Drop Distribution Tuning and Dynamics during Flow Condensation on Superhydrophobic Surfaces

Condensate removal is known to enhance heat transfer in dropwise condensation scenarios. Drop departure size in the presence of an applied shear flow (flow condensation) varies depending on surface conditions and wetting characteristics, in addition to the applied forces from the shear flow. This work explores the effect of varying surface solid fraction and surface feature size on drop mobility and departure in a condensing shear flow environment. Imaging of condensation experiments for humid airflow in a channel with a condensing surface captured the drop size distribution and maximum drop departure size for several superhydrophobic surface types (microstructured, nanostructured, and two-tiered) comprised of carbon nanotubes grown on etched Si surfaces. Particle image velocimetry was used to appropriately determine the applied forces acting on the drop in shear flow.
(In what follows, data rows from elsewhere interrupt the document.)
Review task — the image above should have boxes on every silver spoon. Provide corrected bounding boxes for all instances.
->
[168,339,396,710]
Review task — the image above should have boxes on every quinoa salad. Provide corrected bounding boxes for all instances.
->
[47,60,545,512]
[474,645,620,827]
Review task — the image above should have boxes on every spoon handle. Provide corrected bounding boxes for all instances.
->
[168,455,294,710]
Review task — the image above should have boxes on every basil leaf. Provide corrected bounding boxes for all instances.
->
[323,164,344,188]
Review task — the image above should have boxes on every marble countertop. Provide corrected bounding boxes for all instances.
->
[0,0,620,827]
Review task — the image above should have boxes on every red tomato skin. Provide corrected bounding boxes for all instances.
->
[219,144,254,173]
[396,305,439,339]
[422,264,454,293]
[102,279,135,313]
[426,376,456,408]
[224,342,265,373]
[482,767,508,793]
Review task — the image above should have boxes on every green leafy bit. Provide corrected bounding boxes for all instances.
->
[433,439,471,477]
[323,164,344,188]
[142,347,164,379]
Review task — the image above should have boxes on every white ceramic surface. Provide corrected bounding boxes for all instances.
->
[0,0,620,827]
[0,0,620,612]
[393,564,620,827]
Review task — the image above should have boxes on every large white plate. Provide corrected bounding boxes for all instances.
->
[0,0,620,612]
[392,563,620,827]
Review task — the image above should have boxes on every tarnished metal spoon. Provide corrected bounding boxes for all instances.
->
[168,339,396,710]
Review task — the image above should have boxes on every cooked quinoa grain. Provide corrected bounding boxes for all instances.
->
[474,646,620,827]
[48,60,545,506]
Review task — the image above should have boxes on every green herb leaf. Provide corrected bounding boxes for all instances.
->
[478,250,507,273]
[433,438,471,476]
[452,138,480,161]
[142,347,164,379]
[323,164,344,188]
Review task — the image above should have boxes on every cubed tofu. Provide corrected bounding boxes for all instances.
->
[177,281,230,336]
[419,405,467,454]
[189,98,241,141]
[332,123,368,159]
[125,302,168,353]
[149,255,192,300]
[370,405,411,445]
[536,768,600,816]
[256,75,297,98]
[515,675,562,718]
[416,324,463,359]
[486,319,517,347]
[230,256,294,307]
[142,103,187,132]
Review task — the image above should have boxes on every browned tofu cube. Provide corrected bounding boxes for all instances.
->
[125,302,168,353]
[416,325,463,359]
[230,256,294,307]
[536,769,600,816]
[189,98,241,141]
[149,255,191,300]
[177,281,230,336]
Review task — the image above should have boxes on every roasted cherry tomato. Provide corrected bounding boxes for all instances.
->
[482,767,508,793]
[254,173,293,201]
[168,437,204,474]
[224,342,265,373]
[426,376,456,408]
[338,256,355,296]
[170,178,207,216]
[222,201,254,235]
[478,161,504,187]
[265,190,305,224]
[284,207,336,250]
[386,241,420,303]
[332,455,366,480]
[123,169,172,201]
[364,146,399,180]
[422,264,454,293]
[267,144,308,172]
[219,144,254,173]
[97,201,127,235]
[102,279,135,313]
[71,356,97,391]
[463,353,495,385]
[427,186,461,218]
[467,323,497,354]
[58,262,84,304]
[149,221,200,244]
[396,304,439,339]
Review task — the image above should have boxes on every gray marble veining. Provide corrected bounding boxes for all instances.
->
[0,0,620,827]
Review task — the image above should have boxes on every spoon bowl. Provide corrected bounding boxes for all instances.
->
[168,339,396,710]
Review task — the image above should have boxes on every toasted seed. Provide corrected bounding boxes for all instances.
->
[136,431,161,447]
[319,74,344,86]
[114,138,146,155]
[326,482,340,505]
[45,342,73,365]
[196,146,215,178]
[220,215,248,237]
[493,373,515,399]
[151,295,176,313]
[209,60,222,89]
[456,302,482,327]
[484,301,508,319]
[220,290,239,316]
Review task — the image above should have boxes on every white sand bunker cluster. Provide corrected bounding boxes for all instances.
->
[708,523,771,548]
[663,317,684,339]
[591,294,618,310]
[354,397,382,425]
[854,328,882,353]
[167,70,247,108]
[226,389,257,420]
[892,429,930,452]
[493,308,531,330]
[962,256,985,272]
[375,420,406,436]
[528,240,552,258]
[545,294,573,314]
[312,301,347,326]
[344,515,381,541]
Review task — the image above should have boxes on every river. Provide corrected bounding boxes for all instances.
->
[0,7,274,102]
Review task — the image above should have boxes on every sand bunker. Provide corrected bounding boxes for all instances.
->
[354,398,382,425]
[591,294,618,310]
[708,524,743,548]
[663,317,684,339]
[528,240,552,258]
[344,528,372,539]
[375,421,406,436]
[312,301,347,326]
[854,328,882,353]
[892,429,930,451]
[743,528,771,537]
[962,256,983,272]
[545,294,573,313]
The introduction of microscale surface features to a nanostructured surface (resulting in a two-tiered surface) decreases the maximum observed drop departure diameters by approximately 50%. Further, drop mobility increases by 3-4 times on two-tiered surfaces as compared to nanostructured surfaces. Results highlight a possible path to tuning drop size distributions which, in turn, alters the heat transfer rate at the condensing surface.